The witch hunt of the 15th-18th centuries is a most satanic event in European history in the name of Christ. The murder of women accused as witches escalated to more than eight million.
The burned or hanged victims were mostly simple country women who learned the lore and the secrets of the Goddess from their mothers or grandmothers.
In 1484, Pope Innocent VIII in a Papal Bull denounced witchcraft as an organized conspiracy of the Devil's army against the Holy Christian Empire. In 1486, a handbook of the witch hunters, called Malleus Maleficarum, "Hammer of Witches," appeared and became an indispensable authority for terror and murder. The use of any means of physical and psychological torture to force confessions out of the accused was allowed. The period can boast of greatest creativity in the discovery of tools and methods of torture.
This was the beginning of the dangerous convulsions of patriarchal rule which 460 years later reached the peak in Stalin's East Europe with the torture and murder of fifty million women, children, and men.

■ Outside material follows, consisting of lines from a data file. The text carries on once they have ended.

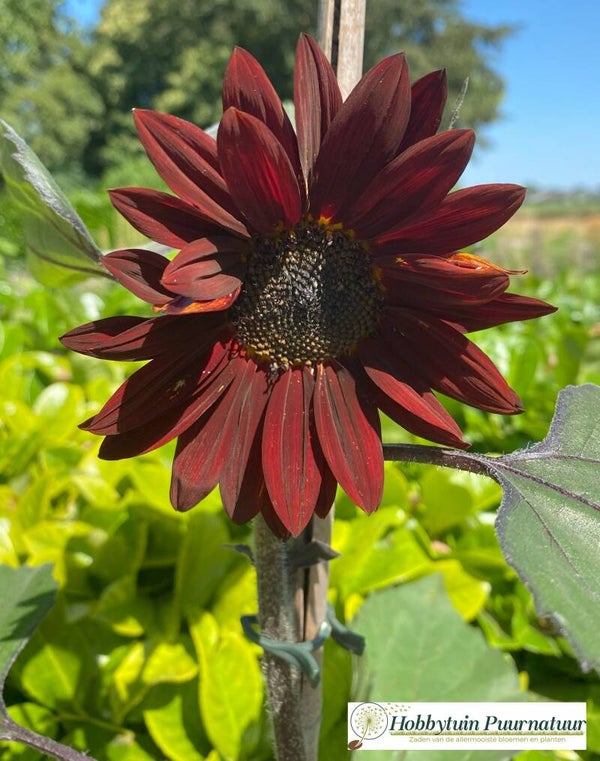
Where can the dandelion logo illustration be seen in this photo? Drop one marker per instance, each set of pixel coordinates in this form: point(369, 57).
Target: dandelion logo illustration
point(368, 721)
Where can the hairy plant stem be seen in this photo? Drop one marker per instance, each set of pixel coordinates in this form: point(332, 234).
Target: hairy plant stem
point(11, 731)
point(446, 458)
point(277, 620)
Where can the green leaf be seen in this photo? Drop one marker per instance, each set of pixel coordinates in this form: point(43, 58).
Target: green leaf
point(446, 662)
point(549, 521)
point(57, 665)
point(27, 595)
point(171, 715)
point(204, 560)
point(56, 238)
point(231, 691)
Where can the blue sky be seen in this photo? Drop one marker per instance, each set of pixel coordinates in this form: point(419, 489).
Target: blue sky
point(550, 132)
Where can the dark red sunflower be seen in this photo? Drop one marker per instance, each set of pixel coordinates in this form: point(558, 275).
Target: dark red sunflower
point(317, 282)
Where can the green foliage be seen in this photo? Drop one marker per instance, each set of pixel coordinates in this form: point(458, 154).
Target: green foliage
point(547, 522)
point(420, 618)
point(145, 635)
point(70, 94)
point(45, 90)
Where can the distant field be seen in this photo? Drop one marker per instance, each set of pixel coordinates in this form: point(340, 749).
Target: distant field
point(545, 243)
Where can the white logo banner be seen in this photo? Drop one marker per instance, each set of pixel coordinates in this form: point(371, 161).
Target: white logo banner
point(455, 726)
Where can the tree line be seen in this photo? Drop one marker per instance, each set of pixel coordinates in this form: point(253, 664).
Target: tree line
point(69, 92)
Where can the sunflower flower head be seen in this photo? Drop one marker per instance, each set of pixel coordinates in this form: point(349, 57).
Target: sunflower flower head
point(319, 280)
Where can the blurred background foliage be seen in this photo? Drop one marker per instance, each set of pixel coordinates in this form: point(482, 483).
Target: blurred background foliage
point(143, 656)
point(69, 93)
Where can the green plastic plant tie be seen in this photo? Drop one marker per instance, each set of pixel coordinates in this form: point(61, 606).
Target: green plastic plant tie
point(348, 639)
point(298, 654)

In spite of the horrible war against women and their lore and the demonization of the Goddess, the memories of her live on in fairy tales, rituals, customs, and in language. Collections such as Grimm's German tales are rich in prehistoric motifs describing the functions of this Winter Goddess, Frau Holla (Holle, Hell, Holda, Perchta, etc.). She is the ugly Old Hag with a long nose, large teeth, and disheveled hair. Her strength lingers in her teeth and hair. She is a snow- and weather-making woman. At the same time she regenerates nature. She is a woman who brings out the sun. Once a year she appears as a dove, a blessing ensuring fertility. As a frog, Holla brings the red apple, symbol of life, back to earth from the well into which it fell at harvest. Her realm is the inner depth of mountains and caves (Holla, the name of the Goddess, and Höhle, the German name for "cave" are certainly related. Hell in its present meaning is a doing of Christian missionaries).
To Holla, as the Mother of the Dead, sacrifices were made in the form of baking a bread called Hollenzopf, "Holla's braid," at Christmas time. Holler, Holunder, "elder tree," was the sacred tree of the Goddess having healing powers. Under this tree lived the dead.

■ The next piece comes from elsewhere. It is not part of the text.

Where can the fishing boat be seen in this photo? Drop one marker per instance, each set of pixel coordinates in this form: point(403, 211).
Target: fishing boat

The same goddess still plays a prominent role in beliefs of other Europeans as the Baltic Ragana, Russian Baba Yaga, Polish Jedza, Serbian Mora, Morava, Basque Mari, Irish Morr?gan. This powerful goddess was not wiped out from the mythical world.
Today she is an inspiration for the revival of herbology and other healing crafts and more than any other images of goddesses strengthens the confidence in women.
There is no question that Old European sacred images and symbols remain a vital part of the cultural heritage of Europe. Most of us were surrounded in childhood by the fairy world, which contained many images transmitted from Old Europe.
In some nooks of Europe, as in my own motherland, Lithuania, there still flow sacred and miraculous rivers and springs, there flourish holy forests and groves, reservoirs of blossoming life, there grow gnarled trees brimming with vitality and holding the power to heal; along waters there still stand menhirs, called "Goddesses," full of mysterious power.
The Old European culture was the matrix of much later beliefs and practices. Memories of a long-lasting matriarchal past could not be erased, and it is not surprising that the feminine principle plays a formidable role in the subconscious dream and fantasy world. It remains (in Jungian terminology) "the repository of human experience" and a "depth structure."